Does the First Amendment give us the right to desecrate the American flag?
Or is the flag a sacred symbol of our nation, deserving protection by law?
For those who want to light Old Glory on fire, stomp all over it, or spit on it to make some sort of “statement,” I say let them do it. But under one condition: they MUST get permission from three sponsors. First, you need permission of a war veteran. Perhaps a Marine who fought at Iwo Jima? The American flag was raised over Mount Surabachi upon the bodies of thousands of dead buddies. Each night spent on Iwo meant half of everyone you knew would be dead tomorrow, a coin flip away from a bloody end upon a patch of sand your mother couldn’t find on a map.
Or maybe ask a Vietnam vet who spent years tortured in a small, filthy cell unfit for a dog. Or a Korean War soldier who helped rescue half a nation from Communism, or a Desert Storm veteran who repulsed a bloody dictator from raping and pillaging an innocent country.
That flag represented your mother and father, your sister and brother, your friends, neighbors, and everyone at home. I wonder what they would say if someone asked them permission to burn the American flag?
Next, you need a signature from an immigrant. Their brothers and sisters may still languish in their native land, often under tyranny, poverty and misery. Or maybe they died on the way here, never to touch our shores.

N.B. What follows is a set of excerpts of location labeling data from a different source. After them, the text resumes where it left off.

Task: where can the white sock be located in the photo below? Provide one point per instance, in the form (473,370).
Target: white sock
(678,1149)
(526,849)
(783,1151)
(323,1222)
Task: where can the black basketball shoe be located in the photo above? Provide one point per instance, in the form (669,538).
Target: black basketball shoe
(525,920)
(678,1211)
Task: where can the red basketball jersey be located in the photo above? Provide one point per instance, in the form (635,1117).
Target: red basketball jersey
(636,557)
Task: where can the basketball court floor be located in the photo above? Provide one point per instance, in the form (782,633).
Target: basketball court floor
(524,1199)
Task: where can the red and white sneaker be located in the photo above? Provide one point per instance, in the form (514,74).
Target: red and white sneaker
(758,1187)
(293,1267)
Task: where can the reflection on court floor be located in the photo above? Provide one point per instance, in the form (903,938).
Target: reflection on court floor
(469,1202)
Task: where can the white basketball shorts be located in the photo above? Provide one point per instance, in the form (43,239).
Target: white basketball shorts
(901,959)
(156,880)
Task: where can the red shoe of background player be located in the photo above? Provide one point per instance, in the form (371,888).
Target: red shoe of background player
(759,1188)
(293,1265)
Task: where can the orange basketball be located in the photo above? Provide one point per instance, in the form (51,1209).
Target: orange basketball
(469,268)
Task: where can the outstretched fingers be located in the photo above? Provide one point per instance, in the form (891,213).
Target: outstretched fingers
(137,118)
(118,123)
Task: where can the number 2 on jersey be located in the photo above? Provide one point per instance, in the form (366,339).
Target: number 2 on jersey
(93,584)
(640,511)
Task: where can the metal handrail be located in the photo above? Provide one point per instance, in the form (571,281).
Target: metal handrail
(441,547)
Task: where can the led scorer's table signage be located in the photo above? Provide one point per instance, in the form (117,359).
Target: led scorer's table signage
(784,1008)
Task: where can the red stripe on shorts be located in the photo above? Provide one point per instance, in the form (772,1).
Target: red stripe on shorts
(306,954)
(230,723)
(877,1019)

Some have seen friends and family get tortured and murdered by their own government for daring to do things we take for granted every day. For those who risked everything simply for the chance to become an American….what kind of feelings do they have for the flag when they Pledge Allegiance the first time? Go to a naturalization ceremony and see for yourself, the tears of pride, the thanks, the love and respect of this nation, as they finally embrace the American flag as their own. Ask one of them if it would be OK to tear up the flag.
Last, you should get the signature of a mother.